The mosaic dates back to the opening of the Scollay Under platform in 1916, which was built years after the construction of Scollay Station in 1898. For fifty years, the mosaic was hidden behind the newer, garish Government Center sign — unable to be enjoyed by the public, but also protected from deterioration.
“It’s really a piece of craft. It’s a beautiful, creative thing,” Howland said, adding that construction crews were careful not to harm the tiles as they removed the rest of the Government Center sign. “As soon as they saw it, they knew it was something important.”
There is a twin mosaic on the other side of the platform — on the outbound side, toward State Street Station — worse for wear after years of display. The newly revealed Scollay Under sign, which is on the side of the platform that leads to Bowdoin Station, is largely unscathed.
Government Center was closed last month for a two-year renovation project that will make the station accessible for people with disabilities.
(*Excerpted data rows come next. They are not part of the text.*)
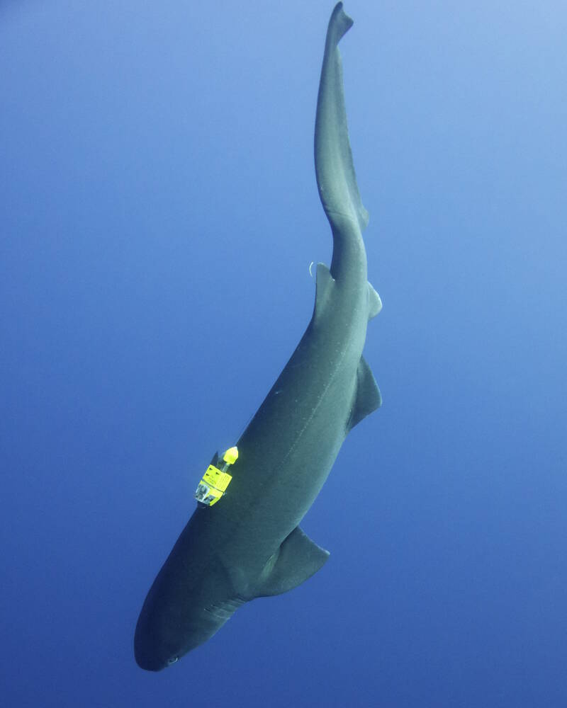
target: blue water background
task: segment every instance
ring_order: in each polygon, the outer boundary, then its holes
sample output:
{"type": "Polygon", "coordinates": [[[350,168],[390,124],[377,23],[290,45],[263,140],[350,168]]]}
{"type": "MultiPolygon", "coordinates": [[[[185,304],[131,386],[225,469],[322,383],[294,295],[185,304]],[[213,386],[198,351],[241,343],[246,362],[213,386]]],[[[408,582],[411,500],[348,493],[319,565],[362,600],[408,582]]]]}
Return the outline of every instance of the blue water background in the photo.
{"type": "Polygon", "coordinates": [[[352,0],[382,409],[331,557],[160,674],[141,604],[329,263],[332,4],[0,3],[2,705],[567,705],[567,9],[352,0]]]}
It will reopen with a new glass entryway on City Hall Plaza.
Until it reopens, trains will continue traveling through the station, but commuters are not allowed to board or disembark there.
Howland said project designers are hoping to keep the just-discovered mosaic in its current place and retain the portion of the wall that holds it as a memento of construction that dates back a century.
“The current plan is to. . . keep the area around the mosaic sign intact,” MBTA spokesman Joe Pesaturo said.
The Scollay Under mosaic on the outbound side will be removed tile by tile, cleaned, restored, and reinstalled elsewhere on the platform.
While some might be surprised that 1960s architects would choose to disguise a train station’s most historic elements and details, that approach was typical of midcentury renovations, Howland said.
More than a few vestiges of Boston transit history have only recently returned to the public eye: In 2005, during a renovation of South Station, a piece of wall was pulled away to reveal a blue-and-white terrazzo-tiled sign for “South Station Under.” That sign had a significant amount of damage, and its chipped tiles had to be restored before it could be displayed.
“I’m no architectural historian, but I would say that back then in the ’60s, there was a lot of thought into covering up things that were historic,” Howland said. “There was not as much of a sense of appreciation for that kind of stuff as there is now.”
Bradley H. Clarke, a local transit historian, said it would be exciting if the T made any other discoveries as it strips away parts of the station, but he doubts there is much more to uncover.
Clarke said that transit officials in the 1960s did a poor job of protecting artifacts during that renovation, and many vintage signs and pieces of bronze work vanished in the process. Few noteworthy features from the late 1800s remain.
“I doubt they’ll find anything major,” Clarke said, “but I’d love it if they do.”
Correction: An earlier version of this story misstated the age of the mosaic. It dates back to the opening of the Scollay Under platform in 1916.